I hope your candidate for the presidency loses so badly, you feel it all the way down in your bowels. Because that's what Republicans like you, surrender monkeys, deserve.


I said no such thing, eric. I implied no such thing. You are making all of this up. You can't quote me on any such thing. I don't know quite how your fabulist conspiratorial mind works, but this post explains a lot, since it involves me directly and I know better.

You somehow want to paint me as weak, or some such thing? Not worthy of the legacy of Scalia, say?

Professor Althouse will back me up on this: NOBODY in the history of her blog has more lavishly praised Justice Scalia, and more regularly quoted Scalia, than I have. And more recently, no Republican candidate for president has a sketchier history of dubious comments relating to Scalia, than Donald Trump.

n.n said...

Ginsburg changed her choice once Scalia developed a voice and a defense.

Unfortunately, the Matriarch still had plans for Scalia. He had passed the threshold of viability, and would be aborted with the rest.

Rhythm and Balls said...

Scalia suggests that people who want to use foreign law [in the interpretation of constitutional law] want to use it selectively.

Do we not have an honored tradition in this country of taking from the best of what other countries have to offer and discarding the worst?

Simon said...

Left Bank of the Charles said...
"It's interesting that the two Justices on opposite sides most famous for their blistering dissents were great friends. And Scalia was also a friend to Kagan. New York values."

Kagan was, I fancy, part of the Harvard connection.

Rhythm and Balls said...
"Scalia suggests that people who want to use foreign law [in the interpretation of constitutional law] want to use it selectively. Do we not have an honored tradition in this country of taking from the best of what other countries have to offer and discarding the worst?"
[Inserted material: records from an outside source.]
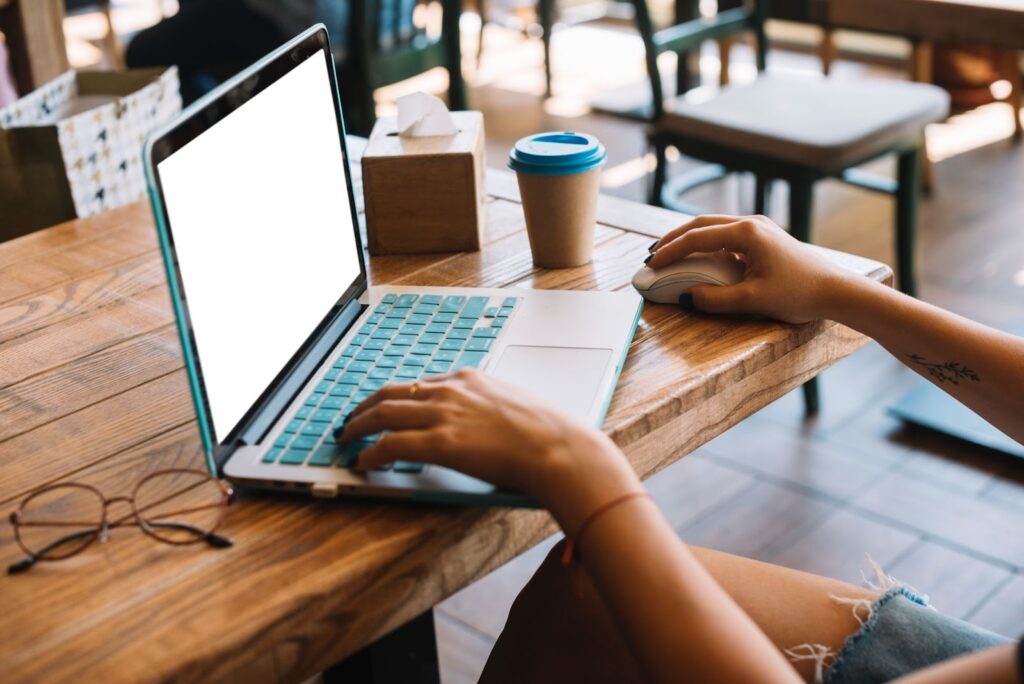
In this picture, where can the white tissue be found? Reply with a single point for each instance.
(421, 115)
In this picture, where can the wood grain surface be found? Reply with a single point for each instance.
(92, 389)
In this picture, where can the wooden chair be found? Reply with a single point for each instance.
(795, 130)
(371, 62)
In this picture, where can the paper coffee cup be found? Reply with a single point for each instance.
(559, 177)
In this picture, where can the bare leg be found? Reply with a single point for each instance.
(559, 631)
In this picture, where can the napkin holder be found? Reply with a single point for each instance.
(425, 194)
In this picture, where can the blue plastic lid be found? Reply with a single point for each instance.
(556, 154)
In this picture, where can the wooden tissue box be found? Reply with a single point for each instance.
(425, 194)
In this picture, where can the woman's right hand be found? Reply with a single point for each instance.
(784, 279)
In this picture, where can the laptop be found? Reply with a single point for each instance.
(283, 335)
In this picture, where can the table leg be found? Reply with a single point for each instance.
(409, 654)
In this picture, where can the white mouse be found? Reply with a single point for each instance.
(665, 285)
Sure, and a member of Congress would do well to consider foreign materials. But to bring them into a judicial opinion is to misconceive the judicial role, which is why that debate was, as I came to realize, very much pregnant. Justice Breyer was (and is) wrong about foreign law because he didn't (and doesn't) understand the proper lawsaying role of a judge.

robother said...

As Left Bank of the Charles says,
"New York values."

What I most missed about moving to Flyover Country from New York City was the way lawyers could passionately disagree on political/Constitutional issues and still remain friends. (Admittedly, I have no idea if that's changed since 1975,)

David McMillan said...

Do we not have an honored tradition in this country of taking from the best of what other countries have to offer and discarding the worst?
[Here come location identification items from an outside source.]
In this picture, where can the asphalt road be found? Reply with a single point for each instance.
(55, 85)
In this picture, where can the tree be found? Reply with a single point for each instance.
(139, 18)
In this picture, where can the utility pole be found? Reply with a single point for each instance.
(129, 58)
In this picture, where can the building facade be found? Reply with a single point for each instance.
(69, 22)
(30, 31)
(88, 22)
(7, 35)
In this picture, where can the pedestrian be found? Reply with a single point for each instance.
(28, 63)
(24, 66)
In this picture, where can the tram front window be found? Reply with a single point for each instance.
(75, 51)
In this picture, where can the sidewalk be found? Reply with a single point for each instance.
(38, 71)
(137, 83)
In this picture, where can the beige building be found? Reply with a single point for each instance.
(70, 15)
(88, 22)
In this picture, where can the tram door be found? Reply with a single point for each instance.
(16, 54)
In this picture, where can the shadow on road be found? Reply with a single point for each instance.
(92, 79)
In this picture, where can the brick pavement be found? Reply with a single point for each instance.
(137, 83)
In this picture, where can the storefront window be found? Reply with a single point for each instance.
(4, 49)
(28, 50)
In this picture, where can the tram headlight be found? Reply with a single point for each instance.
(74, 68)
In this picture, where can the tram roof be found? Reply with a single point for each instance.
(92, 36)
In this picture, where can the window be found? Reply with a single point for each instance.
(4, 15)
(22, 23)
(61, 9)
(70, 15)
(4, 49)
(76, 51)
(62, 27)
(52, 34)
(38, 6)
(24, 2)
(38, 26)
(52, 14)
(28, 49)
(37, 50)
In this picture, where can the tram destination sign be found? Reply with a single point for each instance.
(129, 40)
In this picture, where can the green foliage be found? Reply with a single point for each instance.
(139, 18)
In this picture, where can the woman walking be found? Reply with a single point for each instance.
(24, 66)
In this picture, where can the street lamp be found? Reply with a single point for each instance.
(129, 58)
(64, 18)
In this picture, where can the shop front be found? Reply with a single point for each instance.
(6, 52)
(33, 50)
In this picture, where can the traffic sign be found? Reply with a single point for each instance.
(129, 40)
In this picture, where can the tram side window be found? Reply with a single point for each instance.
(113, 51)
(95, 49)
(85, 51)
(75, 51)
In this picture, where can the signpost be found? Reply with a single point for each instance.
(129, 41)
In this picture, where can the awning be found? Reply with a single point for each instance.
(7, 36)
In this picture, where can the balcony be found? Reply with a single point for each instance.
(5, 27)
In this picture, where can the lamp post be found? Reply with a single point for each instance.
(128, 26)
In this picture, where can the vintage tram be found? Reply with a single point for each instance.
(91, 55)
Only if you think the courts are there to create law. Scalia very clearly pointed out in the video that was linked that Breyer was an activist judge.

Jason said...

Well, to an extent, we shouldn't give a rat's ass about what eurotrash thinks about this or that legal issue.
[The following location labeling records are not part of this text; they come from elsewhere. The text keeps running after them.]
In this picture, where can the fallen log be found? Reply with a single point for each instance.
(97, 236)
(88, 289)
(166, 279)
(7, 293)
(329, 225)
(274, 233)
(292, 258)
But we imported a lot of incredibly central ideas from abroad: Natural rights theory, the enlightenment, John Locke, John Stuart Mill, Freeborn John, King John being forced to sign the Magna Carta (what is it with all the "Johns?") English common law, it goes on.

But this doesn't mean you have to continue to import ideas, though. We have an incredibly rich intellectual history of jurisprudence, with lots of very well thought-out precedent. Stare decisis has a lot of value. If you start importing other country's ideas into our own legal tradition, you undermine precedent, you chip away at the foundations of legal stability and predictability, and you run the risk of introducing a virus.

It's like introducing a new organism into a carefully balanced ecosystem... the new organism can do a ton of damage, and stupid people (inevitably liberals) will run with the idea to cause the maximum damage possible.